The thing is… I’ve never known feminism to ask this, never known feminism to demand I be a slut. And I’ve always known the expectation of sluttiness to co-exist with an expectation of purity, to be the flip-side of a coin that is constantly present. So while Ab is right that demanding sluttiness isn’t any more liberating than demanding purity, it’s wrong to suggest that feminism expects this. And it’s dangerously wrong in suggesting that purity is somehow a more liberating, universal solution than sex. Because while it’s not freedom to demand a commodification model of sex, it’s also not freedom to vilify those for whom sex is a literal commodity. It’s also not freedom to require sex to take place within a relationship—or to require that relationship to be heterosexual, married, and gender-normative. It’s also not freedom to police the meaning of high skirts and low tops, to equate morality with how much leg is shown and whether those legs are kept closed. And when it comes down to it, feminism–in my ongoing experience with it–has yet to mandate that I sell sex or adopt the self-presentation of a Bratz doll. Ab-only, on the other hand, has very much demanded I judge others for those things or be judged myself. It has very literally demanded that I quit being queer, quit supporting birth control, quit questioning traditional gender norms. It has gone so far as to suggest I get back in the kitchen and liberate myself through baking.

Ab-only sets itself up as a solution to the problem of feminism, specifically to the problem of a feminism that has defined itself as all about wild, raunchy sex. But feminism hasn’t defined itself that way. Feminism isn’t sluttiness or virginity; it’s the both and the neither. It’s the knowledge that the virgin is not the solution to the slut and the slut is not the solution to the virgin. The knowledge that virginity is not a problem to be solved—and neither is sex. The problem is the polarity, the requirement that we be this or that, virgin or slut, mild or wild. The constant policing of our failures to live up. The rock and the hard place where our sexuality lives.

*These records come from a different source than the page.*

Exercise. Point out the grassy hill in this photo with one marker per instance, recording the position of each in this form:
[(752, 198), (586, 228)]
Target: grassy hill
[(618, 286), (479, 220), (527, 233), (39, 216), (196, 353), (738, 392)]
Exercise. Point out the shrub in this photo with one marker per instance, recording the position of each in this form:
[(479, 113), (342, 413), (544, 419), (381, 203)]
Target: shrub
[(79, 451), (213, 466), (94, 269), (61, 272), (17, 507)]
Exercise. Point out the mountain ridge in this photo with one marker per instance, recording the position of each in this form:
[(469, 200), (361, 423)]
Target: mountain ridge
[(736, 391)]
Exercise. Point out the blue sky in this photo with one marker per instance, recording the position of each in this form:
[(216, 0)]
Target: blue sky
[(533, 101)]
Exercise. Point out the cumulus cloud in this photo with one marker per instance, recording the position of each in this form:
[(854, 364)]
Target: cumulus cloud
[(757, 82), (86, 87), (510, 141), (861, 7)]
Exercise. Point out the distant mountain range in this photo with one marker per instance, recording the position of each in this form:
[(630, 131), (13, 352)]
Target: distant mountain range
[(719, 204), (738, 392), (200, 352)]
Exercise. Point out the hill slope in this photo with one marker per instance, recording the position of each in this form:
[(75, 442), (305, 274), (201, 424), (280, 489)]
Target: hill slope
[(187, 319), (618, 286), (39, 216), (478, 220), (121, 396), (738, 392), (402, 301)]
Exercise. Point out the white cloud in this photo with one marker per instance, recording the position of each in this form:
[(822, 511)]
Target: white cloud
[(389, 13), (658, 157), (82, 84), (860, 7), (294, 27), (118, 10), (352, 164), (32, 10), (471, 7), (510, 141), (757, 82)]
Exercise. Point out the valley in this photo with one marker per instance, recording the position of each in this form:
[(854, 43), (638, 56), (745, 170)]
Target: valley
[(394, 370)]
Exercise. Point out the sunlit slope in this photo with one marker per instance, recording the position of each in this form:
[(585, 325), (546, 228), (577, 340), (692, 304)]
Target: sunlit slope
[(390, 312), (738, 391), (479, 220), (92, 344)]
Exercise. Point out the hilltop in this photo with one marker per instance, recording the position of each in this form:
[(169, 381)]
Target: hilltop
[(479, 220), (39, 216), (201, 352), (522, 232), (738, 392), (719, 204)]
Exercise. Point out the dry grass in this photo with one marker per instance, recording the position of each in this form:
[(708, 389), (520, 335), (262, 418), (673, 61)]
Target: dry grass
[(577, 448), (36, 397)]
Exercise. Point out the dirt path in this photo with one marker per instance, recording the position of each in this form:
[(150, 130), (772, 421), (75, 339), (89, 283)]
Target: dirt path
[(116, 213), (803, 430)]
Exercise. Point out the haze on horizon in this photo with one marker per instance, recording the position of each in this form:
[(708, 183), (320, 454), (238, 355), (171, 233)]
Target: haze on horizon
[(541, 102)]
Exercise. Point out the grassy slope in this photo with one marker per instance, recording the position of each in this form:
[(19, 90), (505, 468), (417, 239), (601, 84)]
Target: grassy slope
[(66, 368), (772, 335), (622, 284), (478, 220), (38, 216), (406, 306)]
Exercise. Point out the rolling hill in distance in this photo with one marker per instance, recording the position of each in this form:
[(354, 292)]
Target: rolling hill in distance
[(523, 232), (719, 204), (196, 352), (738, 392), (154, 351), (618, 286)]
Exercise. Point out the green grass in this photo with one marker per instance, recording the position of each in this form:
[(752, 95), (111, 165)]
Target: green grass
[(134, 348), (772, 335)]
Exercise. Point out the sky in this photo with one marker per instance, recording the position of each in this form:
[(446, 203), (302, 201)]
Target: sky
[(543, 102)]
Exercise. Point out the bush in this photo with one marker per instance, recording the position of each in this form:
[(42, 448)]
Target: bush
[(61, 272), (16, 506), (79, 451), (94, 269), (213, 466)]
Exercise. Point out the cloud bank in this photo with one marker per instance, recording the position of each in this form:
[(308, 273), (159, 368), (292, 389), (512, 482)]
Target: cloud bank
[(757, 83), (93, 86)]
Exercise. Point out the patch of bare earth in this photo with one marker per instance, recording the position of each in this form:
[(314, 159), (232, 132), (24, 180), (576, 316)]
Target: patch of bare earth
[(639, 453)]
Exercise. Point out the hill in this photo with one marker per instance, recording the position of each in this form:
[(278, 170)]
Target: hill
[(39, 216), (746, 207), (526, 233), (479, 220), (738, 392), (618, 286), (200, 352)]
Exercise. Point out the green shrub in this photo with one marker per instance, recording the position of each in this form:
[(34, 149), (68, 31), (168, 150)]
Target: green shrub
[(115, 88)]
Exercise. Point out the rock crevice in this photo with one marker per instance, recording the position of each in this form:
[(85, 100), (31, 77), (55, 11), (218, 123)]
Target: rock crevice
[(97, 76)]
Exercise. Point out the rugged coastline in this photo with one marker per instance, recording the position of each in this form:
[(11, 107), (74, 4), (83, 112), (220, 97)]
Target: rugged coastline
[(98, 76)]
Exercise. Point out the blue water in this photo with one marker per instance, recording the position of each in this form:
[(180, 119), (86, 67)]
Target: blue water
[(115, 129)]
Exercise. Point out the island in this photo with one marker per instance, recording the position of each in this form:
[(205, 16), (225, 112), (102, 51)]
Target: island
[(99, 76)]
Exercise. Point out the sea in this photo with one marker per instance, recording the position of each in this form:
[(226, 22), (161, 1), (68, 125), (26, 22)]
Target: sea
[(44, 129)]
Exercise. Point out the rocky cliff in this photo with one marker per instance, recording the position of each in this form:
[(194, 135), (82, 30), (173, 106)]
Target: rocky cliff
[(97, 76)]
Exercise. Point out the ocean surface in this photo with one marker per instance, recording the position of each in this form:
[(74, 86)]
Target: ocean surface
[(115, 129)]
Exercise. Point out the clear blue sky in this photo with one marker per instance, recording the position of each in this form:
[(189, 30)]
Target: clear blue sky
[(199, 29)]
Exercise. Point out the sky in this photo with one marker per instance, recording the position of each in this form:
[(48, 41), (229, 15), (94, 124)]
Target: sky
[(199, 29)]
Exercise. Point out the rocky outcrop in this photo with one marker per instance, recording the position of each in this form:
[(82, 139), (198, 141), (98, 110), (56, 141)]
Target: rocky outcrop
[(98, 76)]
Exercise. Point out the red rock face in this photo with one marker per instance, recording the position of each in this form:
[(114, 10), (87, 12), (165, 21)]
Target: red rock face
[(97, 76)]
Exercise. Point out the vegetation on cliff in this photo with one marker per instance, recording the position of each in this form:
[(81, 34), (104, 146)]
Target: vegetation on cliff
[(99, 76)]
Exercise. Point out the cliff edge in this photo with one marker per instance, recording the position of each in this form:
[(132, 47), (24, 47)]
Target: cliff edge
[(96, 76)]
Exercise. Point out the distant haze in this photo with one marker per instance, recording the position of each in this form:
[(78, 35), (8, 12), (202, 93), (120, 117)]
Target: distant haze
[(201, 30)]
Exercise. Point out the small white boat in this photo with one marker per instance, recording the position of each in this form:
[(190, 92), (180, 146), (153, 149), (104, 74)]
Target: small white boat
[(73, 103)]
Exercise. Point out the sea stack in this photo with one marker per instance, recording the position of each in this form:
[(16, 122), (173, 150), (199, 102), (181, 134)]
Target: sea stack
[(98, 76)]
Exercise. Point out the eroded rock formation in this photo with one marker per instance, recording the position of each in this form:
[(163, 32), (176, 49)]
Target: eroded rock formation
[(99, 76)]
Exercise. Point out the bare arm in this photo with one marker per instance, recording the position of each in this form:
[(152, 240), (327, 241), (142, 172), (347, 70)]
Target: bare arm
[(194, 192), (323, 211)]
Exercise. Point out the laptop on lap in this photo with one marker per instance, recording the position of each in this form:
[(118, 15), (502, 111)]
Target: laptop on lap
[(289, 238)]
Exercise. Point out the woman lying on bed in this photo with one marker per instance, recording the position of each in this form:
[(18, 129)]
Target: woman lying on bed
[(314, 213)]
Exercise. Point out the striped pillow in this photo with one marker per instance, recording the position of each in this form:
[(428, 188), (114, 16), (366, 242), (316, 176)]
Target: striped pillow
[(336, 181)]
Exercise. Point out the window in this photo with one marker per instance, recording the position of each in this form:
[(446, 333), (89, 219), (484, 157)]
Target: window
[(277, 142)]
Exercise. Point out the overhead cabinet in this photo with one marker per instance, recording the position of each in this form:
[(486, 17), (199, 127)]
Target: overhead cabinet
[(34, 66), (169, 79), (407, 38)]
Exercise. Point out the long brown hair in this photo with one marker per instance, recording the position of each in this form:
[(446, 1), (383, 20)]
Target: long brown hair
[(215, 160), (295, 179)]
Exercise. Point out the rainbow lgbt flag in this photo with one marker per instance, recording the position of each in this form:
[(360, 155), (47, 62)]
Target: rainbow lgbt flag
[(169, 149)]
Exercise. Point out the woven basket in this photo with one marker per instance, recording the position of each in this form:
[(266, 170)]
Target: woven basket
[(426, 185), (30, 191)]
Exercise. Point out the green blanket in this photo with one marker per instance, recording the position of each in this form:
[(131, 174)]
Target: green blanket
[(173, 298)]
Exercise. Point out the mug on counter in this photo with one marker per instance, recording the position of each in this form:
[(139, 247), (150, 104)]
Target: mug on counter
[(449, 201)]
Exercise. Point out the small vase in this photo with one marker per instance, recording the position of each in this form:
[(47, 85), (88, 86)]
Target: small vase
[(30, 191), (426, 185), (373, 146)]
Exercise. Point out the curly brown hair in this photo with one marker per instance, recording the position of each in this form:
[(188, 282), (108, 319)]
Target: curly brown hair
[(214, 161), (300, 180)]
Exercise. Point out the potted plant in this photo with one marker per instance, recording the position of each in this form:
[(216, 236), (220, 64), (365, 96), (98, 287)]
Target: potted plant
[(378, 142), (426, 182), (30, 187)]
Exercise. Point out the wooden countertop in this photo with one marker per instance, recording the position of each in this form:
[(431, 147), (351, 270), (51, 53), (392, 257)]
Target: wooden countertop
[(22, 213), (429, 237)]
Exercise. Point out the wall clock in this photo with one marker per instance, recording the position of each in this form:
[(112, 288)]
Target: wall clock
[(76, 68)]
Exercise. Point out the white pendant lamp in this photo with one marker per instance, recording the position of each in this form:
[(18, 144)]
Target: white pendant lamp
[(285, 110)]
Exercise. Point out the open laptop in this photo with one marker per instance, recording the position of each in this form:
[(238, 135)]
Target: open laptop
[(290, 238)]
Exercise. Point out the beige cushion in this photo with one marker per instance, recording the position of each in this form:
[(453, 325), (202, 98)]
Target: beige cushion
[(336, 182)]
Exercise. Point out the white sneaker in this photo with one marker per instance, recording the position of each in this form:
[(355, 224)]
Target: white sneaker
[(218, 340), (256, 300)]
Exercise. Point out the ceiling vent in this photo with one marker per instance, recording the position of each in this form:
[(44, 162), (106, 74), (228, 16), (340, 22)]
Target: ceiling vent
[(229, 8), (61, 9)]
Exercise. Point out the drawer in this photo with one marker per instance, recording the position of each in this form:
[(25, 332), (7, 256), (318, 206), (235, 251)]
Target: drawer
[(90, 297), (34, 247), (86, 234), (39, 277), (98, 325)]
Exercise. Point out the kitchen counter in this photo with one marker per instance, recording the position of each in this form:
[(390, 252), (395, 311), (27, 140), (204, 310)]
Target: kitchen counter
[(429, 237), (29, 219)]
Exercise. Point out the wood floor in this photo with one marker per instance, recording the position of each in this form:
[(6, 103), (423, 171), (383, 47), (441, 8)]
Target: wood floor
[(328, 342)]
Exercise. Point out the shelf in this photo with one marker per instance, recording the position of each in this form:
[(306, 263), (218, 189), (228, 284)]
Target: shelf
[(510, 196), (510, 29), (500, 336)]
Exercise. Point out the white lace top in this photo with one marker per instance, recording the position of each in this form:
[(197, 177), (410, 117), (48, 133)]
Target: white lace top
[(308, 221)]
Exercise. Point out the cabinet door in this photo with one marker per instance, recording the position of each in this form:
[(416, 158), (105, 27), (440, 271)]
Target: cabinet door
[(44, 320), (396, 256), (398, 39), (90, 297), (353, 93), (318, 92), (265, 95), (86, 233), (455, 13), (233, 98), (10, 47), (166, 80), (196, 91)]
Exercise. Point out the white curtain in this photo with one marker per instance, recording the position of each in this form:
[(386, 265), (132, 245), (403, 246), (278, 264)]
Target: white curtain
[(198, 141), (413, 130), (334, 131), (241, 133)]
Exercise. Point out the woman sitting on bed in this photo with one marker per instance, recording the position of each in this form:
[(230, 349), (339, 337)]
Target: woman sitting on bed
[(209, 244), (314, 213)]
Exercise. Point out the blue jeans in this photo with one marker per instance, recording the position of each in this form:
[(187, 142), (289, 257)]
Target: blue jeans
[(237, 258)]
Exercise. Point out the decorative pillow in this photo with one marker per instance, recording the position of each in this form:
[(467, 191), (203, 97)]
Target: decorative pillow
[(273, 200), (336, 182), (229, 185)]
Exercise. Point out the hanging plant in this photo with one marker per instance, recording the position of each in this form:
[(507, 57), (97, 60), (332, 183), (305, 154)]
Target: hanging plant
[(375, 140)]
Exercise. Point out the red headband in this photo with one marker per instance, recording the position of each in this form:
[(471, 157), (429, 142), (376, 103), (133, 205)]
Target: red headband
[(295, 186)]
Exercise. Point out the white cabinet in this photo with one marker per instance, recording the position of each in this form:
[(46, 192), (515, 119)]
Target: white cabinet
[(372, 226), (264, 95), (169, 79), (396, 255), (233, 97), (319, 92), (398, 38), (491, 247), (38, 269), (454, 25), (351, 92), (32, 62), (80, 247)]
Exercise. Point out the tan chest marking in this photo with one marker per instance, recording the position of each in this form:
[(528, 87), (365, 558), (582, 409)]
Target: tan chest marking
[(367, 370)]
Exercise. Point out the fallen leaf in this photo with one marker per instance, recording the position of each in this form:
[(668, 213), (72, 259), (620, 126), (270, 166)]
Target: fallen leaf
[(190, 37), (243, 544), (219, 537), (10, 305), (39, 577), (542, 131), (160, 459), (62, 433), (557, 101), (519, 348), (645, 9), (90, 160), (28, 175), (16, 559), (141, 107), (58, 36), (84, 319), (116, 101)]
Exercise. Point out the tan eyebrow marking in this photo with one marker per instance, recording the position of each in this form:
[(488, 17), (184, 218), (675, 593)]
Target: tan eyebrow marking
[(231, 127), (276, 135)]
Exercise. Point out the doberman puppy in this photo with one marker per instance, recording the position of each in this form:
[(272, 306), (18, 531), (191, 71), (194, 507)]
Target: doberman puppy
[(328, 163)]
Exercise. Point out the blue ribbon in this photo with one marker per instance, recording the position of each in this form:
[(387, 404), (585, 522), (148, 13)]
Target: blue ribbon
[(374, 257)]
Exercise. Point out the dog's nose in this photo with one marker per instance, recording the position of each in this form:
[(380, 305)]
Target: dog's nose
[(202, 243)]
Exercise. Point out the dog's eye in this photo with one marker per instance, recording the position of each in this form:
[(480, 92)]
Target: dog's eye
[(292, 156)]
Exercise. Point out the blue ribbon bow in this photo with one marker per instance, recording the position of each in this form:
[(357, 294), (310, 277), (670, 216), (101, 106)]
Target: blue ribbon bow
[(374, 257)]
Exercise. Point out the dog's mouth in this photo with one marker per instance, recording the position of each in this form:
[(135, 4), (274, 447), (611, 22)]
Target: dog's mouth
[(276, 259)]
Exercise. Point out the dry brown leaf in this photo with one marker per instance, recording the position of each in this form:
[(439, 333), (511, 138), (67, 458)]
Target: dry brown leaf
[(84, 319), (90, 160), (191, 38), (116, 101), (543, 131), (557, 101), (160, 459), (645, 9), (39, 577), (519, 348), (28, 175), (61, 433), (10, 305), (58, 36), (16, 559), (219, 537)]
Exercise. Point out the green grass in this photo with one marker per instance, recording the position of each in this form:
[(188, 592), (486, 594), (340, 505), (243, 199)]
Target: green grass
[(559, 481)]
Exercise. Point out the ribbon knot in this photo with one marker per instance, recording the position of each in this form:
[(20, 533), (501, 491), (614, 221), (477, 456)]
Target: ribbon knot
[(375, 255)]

When we equate feminism with The Slut, we dismiss the system that has critiqued that very dichotomy. Feminism isn’t the opposite of virginity. It’s the slash in virgin/ whore. It’s the attempt to deconstruct the binary, to forcibly drive a wedge between terms, to create space between them for new understandings of sexuality that erase, blend, and alter the limitations of the poles.

The feminisms I align with make room for that. They understand that culture and cultural politics are inscribed on the body, but do not demand specific bodily choices to display these politics. ‘Having sex” is not a vote cast for a progressive candidate. It doesn’t stand in for activism or social critique. Virgin/ feminists are routinely dismissed by ab-only as too queer, too informed, or too political. Non-virgins often believe in traditional family structures, denounce their right to feel pleasure, or fail to understand their bodies.

In short, our feminism is not defined by what sexually do or don’t do. Repression and liberation do not land in clear-cut categories. Some of the most sex-negative people are having it. Some of the most sex-positive people abstain.

My inbox overflows daily with messages from the Feminist Majority, Planned Parenthood, and NOW. None of these organizations have ever called on me to fuck someone this weekend or dance naked on a bartop in defense of women’s lib. Like any other misleading claim–that pro-choice means forcing abortions, for instance, or that comprehensive sex ed mandates promiscuity–the conflation of feminism and sex-having actively undermines the goals of the movement—and the rights of the people it serves. Feminism is only serving the devil if you believe women, or sluts, or queers, or whores are the devil. Otherwise? It’s serving us. You and me. The slutvirgins. The human beings.